中島大輔が内角直球を振り抜くと、力ない飛球が左前で弾んだ。2024年ドラフト6位で入団したプロ2年目が、初のサヨナラ打。ずぶぬれのまま臨んだヒーローインタビューでは「遅い時間にもかかわらず、球場に残って応援してくれる方がたくさんいたので、なんとか勝ちたいという思いでした」と白い歯を見せた。この日は3安打2四球を含む7打席で5出塁し、切り込み隊長としての役割も果たした。
青学大4年時に主将を努めた逸材は50メートル5秒9の俊足でもある。今季チーム100盗塁目を決め、チーム2位の22盗塁もマーク。だが新人だった24年は37試合出場も、順風満帆ではなかった。同年8月下旬に、右肩の違和感で出場選手登録を抹消。ケガもあって、レギュラー定着とはいかなかった。

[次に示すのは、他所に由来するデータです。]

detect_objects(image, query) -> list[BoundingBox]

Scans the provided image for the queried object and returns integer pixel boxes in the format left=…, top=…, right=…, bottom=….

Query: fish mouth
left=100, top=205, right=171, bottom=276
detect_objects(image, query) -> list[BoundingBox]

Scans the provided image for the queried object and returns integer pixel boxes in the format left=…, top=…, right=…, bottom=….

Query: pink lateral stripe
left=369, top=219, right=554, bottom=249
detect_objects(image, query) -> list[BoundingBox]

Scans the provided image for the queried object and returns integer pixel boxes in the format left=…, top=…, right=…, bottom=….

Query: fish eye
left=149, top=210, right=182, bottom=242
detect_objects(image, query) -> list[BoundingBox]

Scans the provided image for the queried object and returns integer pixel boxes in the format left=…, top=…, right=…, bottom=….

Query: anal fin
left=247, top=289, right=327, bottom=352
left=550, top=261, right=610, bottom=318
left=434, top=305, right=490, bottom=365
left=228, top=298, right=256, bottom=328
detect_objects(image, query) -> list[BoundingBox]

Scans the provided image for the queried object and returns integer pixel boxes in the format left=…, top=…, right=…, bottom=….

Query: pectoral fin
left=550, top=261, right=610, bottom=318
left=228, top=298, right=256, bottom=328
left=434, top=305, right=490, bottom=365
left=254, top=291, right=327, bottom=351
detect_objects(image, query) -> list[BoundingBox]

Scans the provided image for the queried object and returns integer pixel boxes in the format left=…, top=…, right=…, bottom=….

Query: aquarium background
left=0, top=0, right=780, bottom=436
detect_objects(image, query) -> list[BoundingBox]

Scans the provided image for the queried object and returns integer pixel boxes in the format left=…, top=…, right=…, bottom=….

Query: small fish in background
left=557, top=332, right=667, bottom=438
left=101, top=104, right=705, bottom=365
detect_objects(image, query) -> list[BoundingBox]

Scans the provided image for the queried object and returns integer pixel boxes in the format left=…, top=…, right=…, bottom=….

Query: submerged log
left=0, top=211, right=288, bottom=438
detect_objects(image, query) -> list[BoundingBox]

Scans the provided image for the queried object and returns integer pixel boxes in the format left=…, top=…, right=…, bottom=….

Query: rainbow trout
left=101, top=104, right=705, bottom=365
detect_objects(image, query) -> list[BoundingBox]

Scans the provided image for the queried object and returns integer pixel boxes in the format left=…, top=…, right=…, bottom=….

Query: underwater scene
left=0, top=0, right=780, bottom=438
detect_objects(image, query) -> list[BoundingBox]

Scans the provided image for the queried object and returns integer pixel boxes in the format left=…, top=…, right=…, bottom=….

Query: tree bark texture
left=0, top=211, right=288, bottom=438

悔しさを胸に秘め、オフは小郷らと合同自主トレで一から体づくりに取り組んだ。スタミナアップはもちろん、股関節の可動域を広げるなど、柔軟性を高めケガしにくい肉体を目指した。課題だった選球眼も小郷から学び、打撃フォームも改造した。
その取り組みが間違っていなかったことを結果で証明した。124試合に出場し自身初めて規定打席に到達。打率.266、6本塁打、31打点の成績を残した。「シーズンが始まる前の目標だったのでうれしく思います。(これからも)勝ちにつながる活躍をしたいです」。その歩みを止めるつもりはない。